Anton Rudoy
- Born: 21 February 1983 (age 42) Kazakhstan
- Height: 6 ft 3 in (1.91 m)
- Weight: 102 kg (225 lb)

Rugby union career
- Position: Flanker
- Current team: Krasny Yar

International career
- Years: Team / Apps / (Points)
- 2006-2011: Kazakhstan / 28 / (120)
- 2015–Present: Russia / 21 / (60)

= Anton Rudoy =

Anton Rudoy (Антон Владимирович Рудой; born 21 February 1983 in Almaty) is a Kazakh and Russian rugby union player. He plays as a flanker.

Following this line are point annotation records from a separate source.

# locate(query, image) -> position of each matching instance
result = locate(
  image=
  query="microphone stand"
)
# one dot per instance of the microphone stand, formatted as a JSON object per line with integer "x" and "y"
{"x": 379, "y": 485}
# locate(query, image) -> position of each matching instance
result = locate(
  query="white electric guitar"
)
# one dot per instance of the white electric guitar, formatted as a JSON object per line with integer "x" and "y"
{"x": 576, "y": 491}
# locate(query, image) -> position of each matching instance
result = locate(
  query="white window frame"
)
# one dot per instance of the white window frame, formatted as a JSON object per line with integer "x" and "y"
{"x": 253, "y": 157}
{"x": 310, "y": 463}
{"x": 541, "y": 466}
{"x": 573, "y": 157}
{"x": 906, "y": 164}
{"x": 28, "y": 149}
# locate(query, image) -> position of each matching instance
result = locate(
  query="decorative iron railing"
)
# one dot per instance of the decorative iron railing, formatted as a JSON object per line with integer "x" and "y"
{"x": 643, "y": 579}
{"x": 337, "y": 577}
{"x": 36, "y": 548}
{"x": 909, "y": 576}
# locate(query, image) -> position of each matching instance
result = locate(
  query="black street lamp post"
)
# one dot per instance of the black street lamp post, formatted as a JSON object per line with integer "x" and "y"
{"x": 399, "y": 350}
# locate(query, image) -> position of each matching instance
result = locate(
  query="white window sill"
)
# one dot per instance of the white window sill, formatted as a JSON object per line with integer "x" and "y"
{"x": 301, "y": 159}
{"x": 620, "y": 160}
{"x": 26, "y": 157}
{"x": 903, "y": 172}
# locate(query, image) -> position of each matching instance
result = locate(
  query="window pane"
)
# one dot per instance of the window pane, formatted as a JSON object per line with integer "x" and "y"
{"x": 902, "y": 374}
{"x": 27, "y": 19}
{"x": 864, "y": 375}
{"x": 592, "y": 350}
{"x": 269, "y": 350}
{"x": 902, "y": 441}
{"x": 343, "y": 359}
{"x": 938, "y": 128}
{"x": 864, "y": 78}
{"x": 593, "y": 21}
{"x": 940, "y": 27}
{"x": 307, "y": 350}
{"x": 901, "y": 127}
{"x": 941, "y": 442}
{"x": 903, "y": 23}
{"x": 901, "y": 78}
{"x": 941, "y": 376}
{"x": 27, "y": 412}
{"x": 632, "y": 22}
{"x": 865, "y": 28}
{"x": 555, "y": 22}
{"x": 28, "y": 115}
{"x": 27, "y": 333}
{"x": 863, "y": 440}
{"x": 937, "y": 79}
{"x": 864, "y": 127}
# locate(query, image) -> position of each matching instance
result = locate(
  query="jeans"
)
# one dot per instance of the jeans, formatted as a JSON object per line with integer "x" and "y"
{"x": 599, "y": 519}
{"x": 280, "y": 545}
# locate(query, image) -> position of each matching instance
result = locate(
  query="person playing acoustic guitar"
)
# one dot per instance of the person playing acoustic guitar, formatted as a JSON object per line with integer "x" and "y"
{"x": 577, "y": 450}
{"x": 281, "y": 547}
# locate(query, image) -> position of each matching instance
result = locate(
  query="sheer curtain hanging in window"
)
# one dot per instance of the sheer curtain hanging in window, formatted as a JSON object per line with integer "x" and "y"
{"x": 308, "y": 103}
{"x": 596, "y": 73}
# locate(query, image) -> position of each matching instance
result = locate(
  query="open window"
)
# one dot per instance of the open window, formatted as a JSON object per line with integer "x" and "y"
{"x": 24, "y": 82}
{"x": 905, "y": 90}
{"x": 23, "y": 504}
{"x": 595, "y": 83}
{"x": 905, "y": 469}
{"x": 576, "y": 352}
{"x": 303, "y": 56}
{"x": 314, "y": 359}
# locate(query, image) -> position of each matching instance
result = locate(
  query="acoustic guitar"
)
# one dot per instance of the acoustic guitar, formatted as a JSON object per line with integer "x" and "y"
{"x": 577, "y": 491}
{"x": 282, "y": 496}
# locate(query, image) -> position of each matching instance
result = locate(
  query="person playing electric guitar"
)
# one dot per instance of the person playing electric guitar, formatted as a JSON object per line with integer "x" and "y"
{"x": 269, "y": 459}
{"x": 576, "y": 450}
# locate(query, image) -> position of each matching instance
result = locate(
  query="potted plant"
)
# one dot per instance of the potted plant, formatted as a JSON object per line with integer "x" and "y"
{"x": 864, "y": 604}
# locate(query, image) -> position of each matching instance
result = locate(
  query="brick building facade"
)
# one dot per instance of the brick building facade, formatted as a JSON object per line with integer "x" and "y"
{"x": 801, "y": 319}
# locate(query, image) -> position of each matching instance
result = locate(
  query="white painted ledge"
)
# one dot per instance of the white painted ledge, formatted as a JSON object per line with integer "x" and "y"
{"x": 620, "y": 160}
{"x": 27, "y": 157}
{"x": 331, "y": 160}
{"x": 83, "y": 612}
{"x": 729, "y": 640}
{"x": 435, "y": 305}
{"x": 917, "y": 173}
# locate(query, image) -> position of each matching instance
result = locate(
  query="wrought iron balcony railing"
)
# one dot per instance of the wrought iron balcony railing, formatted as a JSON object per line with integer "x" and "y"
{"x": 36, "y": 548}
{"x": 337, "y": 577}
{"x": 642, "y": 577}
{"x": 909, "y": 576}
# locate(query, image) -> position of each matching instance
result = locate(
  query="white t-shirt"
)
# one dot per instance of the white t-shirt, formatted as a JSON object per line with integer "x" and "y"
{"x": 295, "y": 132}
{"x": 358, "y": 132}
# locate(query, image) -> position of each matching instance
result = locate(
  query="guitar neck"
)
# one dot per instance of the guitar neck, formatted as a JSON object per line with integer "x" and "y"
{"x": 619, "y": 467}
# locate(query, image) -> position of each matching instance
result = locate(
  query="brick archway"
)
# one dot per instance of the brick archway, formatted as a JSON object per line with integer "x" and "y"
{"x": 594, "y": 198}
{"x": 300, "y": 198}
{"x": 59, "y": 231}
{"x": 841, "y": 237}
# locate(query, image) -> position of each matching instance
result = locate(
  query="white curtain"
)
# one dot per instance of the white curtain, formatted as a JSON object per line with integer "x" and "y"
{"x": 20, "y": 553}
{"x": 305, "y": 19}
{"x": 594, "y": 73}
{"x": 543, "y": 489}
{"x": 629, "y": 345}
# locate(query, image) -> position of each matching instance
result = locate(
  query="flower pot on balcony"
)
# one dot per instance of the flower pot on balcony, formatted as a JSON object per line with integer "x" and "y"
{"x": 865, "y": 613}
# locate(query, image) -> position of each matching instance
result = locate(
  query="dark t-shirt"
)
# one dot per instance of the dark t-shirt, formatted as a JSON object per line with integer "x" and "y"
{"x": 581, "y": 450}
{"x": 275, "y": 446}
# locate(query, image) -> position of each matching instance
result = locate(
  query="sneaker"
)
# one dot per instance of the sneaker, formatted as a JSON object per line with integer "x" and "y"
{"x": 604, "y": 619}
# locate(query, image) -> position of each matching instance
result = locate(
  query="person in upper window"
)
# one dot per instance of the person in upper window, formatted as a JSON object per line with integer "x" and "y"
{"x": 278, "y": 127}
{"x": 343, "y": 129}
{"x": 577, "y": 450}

Rudoy has played in Russia for Enisey-STM, in 2003, RC Novokuznetsk, from 2004 to 2007, and once again for Enisey-STM, since 2008.

He has been a key player for Kazakhstan since his first game in 2006. He played in their 2011 Rugby World Cup campaign, that led them to be the second-best team from Asia, reaching a repechage game with Uruguay, losing 44–7. He also played in their disappointing 2015 Rugby World Cup qualifying match, where Kazakhstan was eliminated in the first round, not reaching the final stage of the Asia Cup.

Since 2015, he plays for the Russian national rugby union team.